Tyler, The Creator noted on Wednesday that the placement of Meek Mill's Wins & Losses in front of the TIDAL paywall may affect the chart results. "DAMN TIDAL GOT ALBUMS PLAYING BEFORE A PAYWALL WHICH MAKES ME THINK NIGGAS CAN HAVE BOTS SPIKING UP PLAYS FOR BILLBOARD ON FRIDAY HMM," he wrote on Twitter. "IM PETTY I WANT THAT TOP SPOT."
DAMN TIDAL GOT ALBUMS PLAYING BEFORE A PAYWALL WHICH MAKES ME THINK NIGGAS CAN HAVE BOTS SPIKING UP PLAYS FOR BILLBOARD ON FRIDAY HMM— Tyler, The Creator (@tylerthecreator) July 27, 2017
IM PETTY I WANT THAT TOP SPOT HAHAHA I WANT IT SO BAD MAN— Tyler, The Creator (@tylerthecreator) July 27, 2017
In a statement released Thursday, Billboard confirmed that free streams of Meek Mill's album in front of the paywall will count towards the albums chart position.

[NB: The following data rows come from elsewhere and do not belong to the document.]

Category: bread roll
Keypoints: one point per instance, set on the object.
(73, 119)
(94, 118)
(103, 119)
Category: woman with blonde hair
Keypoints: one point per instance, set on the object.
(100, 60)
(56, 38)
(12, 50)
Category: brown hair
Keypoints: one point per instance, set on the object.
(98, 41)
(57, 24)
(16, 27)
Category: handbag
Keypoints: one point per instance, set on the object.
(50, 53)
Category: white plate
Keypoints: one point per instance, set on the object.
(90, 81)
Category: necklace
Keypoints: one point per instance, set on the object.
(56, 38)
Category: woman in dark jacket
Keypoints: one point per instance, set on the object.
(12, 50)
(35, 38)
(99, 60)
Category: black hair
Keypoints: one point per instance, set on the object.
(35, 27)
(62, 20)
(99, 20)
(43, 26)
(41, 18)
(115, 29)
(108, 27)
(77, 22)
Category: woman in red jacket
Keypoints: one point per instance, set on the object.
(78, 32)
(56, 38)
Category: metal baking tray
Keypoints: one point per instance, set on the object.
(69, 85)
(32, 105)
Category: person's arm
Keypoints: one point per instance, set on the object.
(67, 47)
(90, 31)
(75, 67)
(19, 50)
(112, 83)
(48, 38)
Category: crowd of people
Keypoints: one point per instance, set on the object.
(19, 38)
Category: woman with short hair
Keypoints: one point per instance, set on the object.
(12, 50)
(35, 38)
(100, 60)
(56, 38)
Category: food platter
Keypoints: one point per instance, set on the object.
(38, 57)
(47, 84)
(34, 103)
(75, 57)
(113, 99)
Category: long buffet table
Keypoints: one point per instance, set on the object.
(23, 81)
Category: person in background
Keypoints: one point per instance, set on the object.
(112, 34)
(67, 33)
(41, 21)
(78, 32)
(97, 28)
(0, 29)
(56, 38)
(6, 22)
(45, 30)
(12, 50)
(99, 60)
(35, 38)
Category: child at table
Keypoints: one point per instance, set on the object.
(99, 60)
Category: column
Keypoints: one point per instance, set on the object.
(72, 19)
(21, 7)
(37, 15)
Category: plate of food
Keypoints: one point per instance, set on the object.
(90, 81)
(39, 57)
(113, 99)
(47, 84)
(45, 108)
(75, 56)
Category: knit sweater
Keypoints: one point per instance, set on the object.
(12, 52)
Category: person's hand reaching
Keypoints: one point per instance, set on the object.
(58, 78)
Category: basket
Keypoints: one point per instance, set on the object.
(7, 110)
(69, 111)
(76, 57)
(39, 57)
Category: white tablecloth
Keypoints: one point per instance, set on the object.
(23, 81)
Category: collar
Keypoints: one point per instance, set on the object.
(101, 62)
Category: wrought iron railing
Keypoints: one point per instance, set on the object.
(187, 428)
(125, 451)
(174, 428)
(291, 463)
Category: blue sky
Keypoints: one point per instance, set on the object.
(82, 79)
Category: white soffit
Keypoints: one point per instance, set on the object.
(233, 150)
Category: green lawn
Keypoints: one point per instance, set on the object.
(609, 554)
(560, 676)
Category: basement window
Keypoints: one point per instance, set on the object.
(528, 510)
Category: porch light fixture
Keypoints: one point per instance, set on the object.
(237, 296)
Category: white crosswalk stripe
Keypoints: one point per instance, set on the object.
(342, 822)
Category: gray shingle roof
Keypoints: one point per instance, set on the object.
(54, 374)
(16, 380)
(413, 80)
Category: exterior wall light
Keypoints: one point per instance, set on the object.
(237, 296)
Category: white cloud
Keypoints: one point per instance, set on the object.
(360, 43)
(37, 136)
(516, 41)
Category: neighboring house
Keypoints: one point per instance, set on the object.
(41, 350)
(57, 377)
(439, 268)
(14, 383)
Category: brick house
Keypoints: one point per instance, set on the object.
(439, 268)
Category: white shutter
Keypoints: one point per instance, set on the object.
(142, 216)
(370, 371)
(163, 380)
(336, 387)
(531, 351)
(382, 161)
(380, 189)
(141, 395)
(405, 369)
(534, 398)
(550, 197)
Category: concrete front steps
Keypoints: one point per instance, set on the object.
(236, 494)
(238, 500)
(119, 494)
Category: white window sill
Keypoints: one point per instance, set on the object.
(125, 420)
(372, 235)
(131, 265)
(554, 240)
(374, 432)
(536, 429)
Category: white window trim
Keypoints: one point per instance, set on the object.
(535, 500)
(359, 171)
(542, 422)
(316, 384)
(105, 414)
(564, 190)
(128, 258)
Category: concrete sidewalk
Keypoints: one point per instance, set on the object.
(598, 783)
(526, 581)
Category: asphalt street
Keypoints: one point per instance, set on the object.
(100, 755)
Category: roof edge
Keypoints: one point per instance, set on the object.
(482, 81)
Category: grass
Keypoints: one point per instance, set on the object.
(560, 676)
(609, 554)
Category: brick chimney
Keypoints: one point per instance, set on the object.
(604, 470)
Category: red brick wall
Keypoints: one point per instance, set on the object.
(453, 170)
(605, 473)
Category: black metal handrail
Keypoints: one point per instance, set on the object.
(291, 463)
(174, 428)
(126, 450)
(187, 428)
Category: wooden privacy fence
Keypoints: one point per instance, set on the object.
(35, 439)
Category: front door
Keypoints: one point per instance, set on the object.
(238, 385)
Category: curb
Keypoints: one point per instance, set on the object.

"Free streams — with “free” defined as streams a listener has accessed without having a paid subscription or as part of a trial period subscription — have counted towards the Billboard 200 since it changed to a consumption model in 2014," the post read. "Billboard does not currently have in place any rule or rules dictating how an approved streaming chart contributor can present or promote content on their services."
The statement continued: "By the methodology now in place, which was arrived at in partnership with our industry constituents (record labels, distribution companies, etc.), on-demand audio streams from approved contributors, whether in front or behind a pay-wall, or via a free, discounted or paid trial, all count equally, provided the streams are consumer-initiated “on demand.'”
JAY-Z's recent 4:44 album was certified platinum by the RIAA less than a week after its release, based solely on free downloads of the album that were purchased by Sprint. RIAA allowed the downloads to contribute to platinum certification because the copies had technically been purchased and required those downloading the album to take "affirmative steps" by entering a promotional code. Still, Billboard did not let those free downloads count towards the album's chart position. The album was not made eligible for chart inclusion until the week after its release, when it charted at No. 1 on the Billboard 200, after it hit multiple streaming services.
JAY-Z employed a similar tactic surrounding the releases of his Magna Carta Holy Grail album in 2013 and Rihanna's Anti album in 2016. Both albums were certified platinum upon their release, thanks to purchased downloads from Samsung, but the free downloads were not counted towards the chart position of either album. (In its first week of release, TIDAL withheld the album's streaming numbers, likely to ensure a number one debut for the album.)
Representatives for Meek Mill, Roc Nation, Tyler, The Creator, and TIDAL were not immediately available for comment.